After touring the country to places like San Francisco and Boston, he returned to Flagstaff, eventually settling in Phoenix in 2010.
His latest album, In the silence, it was a collaboration between him, Neff and Hogan. It is a collection of soothing and melancholy music with undertones of folk and bluegrass.
“I present [my music] in different ways, “says McKelvey.” Sometimes it’s a little more rock, sometimes it’s a little more bluegrass, sometimes it’s folk. So it’s a bit difficult to spot.
He points to The Band and Bob Dylan as influences in songwriting, as well as The Grateful Dead and Elvis Costello.

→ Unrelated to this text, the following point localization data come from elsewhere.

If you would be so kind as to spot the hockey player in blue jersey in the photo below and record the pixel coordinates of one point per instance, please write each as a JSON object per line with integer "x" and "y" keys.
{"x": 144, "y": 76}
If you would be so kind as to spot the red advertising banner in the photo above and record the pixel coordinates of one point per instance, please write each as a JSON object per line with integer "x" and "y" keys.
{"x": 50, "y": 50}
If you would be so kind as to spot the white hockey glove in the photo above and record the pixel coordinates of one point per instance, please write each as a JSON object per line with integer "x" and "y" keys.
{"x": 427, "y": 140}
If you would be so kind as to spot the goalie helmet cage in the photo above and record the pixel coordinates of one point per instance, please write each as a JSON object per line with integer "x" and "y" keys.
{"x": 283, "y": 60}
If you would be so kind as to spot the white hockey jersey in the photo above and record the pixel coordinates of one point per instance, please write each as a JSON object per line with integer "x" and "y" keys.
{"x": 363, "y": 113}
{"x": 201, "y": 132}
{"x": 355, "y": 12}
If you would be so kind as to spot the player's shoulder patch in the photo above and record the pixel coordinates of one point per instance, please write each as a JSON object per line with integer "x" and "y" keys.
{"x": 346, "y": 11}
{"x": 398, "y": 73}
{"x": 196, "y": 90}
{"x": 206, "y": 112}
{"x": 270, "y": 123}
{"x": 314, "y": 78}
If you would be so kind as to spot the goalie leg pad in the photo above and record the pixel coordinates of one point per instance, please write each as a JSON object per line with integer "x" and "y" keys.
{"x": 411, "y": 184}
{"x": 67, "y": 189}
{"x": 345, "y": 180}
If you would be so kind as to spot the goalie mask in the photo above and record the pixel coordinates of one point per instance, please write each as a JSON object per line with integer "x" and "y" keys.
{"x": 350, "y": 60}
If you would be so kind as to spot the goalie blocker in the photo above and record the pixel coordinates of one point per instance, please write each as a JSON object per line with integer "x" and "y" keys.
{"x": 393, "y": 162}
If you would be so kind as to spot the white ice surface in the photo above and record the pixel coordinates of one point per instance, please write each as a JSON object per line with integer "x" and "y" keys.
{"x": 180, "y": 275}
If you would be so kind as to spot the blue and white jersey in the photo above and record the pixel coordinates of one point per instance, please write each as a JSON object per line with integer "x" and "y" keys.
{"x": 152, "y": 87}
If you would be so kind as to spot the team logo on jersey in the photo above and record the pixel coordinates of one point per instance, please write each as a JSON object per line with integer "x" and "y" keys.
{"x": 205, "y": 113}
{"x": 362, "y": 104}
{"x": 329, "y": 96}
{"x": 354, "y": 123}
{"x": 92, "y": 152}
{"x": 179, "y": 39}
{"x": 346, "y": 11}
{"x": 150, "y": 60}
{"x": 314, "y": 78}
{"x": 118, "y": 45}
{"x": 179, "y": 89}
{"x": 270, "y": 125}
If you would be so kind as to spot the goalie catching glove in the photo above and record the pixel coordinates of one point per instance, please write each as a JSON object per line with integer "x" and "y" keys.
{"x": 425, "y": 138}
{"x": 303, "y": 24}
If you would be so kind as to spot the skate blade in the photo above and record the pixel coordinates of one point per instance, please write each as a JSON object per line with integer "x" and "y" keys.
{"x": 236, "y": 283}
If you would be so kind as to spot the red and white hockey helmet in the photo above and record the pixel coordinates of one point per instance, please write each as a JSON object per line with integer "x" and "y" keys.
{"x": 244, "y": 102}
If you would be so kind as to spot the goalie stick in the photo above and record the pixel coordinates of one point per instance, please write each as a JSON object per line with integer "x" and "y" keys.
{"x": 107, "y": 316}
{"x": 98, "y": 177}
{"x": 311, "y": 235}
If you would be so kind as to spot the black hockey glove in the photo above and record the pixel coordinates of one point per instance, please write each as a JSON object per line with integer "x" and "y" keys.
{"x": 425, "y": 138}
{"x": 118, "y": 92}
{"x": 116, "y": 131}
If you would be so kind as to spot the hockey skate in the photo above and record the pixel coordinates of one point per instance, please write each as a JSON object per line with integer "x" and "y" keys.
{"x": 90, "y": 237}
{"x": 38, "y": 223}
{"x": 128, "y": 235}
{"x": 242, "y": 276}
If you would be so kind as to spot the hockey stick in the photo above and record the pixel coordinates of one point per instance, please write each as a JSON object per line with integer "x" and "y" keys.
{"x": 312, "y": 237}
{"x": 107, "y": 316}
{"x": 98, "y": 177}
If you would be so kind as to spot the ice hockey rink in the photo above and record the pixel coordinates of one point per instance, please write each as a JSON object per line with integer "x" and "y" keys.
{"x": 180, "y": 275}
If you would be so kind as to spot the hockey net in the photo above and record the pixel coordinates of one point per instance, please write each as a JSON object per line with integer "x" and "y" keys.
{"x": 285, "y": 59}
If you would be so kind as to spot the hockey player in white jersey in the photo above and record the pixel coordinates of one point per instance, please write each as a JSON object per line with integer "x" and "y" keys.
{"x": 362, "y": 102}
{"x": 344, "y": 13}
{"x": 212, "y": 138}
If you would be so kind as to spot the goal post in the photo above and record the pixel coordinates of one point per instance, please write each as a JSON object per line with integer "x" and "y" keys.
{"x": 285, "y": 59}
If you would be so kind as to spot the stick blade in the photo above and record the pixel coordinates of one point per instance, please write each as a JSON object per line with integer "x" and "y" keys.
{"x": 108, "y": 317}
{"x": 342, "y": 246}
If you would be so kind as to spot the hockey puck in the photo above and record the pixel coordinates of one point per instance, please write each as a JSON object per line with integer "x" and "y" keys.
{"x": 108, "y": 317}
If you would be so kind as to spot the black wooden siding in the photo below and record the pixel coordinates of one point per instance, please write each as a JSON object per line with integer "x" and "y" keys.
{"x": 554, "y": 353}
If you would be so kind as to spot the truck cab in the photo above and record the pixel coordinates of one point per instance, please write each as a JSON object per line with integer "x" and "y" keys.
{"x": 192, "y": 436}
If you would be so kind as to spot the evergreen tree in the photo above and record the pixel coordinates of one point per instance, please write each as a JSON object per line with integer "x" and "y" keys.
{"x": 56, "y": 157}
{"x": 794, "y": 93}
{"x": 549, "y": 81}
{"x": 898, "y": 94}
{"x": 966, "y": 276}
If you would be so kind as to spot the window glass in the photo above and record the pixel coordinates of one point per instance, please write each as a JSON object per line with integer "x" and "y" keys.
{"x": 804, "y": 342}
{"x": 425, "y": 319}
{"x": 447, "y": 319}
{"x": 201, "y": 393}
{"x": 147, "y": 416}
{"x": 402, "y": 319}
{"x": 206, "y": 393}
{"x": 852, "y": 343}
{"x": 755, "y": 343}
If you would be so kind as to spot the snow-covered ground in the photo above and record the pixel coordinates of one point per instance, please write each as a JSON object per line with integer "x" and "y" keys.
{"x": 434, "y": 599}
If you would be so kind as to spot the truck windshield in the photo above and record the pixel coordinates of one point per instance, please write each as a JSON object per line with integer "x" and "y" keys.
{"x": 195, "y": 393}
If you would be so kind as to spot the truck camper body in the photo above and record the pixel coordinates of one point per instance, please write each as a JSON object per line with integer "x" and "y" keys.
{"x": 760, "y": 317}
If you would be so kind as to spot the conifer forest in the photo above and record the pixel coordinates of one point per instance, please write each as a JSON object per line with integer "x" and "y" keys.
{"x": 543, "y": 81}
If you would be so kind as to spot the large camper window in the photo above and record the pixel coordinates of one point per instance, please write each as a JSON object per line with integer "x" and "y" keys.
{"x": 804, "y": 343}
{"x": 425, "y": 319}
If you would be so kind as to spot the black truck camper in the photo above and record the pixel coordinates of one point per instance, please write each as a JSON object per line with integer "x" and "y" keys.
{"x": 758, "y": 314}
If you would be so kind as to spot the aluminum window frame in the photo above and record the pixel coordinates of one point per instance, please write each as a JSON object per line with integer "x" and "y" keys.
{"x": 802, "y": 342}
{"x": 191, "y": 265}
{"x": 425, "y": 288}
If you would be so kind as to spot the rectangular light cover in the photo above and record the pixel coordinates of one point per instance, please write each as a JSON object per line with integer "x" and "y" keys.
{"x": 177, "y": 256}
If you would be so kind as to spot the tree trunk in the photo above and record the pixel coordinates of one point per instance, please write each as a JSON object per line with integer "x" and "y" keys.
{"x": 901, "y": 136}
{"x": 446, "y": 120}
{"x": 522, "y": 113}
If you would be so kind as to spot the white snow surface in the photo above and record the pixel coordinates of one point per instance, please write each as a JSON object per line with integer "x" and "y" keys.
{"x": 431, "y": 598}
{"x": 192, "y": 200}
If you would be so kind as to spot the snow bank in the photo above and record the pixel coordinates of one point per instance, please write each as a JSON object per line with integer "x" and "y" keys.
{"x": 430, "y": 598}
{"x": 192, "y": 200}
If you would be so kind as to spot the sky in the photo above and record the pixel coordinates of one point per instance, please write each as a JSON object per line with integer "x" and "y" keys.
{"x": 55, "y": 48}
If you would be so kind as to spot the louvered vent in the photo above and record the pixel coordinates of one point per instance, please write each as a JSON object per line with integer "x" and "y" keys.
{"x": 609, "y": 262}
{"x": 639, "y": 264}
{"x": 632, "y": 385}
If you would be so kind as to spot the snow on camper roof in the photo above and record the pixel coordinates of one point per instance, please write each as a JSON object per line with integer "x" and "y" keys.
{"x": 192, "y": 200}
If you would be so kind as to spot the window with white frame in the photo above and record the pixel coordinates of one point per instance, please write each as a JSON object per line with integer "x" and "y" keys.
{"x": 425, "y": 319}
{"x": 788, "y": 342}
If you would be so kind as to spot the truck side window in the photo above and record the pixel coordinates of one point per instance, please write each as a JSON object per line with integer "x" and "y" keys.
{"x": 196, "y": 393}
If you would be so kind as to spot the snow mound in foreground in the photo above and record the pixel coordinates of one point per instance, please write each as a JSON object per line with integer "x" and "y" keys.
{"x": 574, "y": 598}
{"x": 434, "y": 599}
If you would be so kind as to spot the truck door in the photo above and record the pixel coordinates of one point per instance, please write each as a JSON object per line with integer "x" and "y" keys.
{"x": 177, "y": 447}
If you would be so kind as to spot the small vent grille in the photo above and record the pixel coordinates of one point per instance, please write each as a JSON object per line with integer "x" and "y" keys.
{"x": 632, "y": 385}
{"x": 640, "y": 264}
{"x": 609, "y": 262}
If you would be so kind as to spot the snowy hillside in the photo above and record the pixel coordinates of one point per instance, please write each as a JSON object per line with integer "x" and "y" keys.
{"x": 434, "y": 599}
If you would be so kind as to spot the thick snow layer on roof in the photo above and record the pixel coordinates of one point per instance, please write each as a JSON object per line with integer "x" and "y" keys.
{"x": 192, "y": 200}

He plays double bass, electric bass and acoustic guitar, but says he is primarily concerned with the lyrics and “using my instrument as a vehicle to present a song”.
In addition to his daily work as an expert witness in workers’ compensation cases (he has a masters degree in rehab), McKelvey soon has a concert scheduled in Flagstaff and often backs up Mark Zubia and Jesse Valenzuela at Scottsdale’s Old Town Tavern on Tuesday evening.
And, of course, he’s working on his next album, which he hopes to release later this year.
“I have five songs completed for this year’s record and six more that are in the works,” he says, and as always, the heart of the album will come from the words.
“There’s a real emphasis on lyrics and trying to paint an image as a songwriter. That’s the real focus of my writing and my music.”
Nolan McKelvey Trio (with Gary Smith). 7:30 pm Thursday 23 June. Music for musical instruments Musical Theater, 4725 East Mayo Boulevard. Tickets cost $ 21.50- $ 26.50. Visit the site to purchase tickets.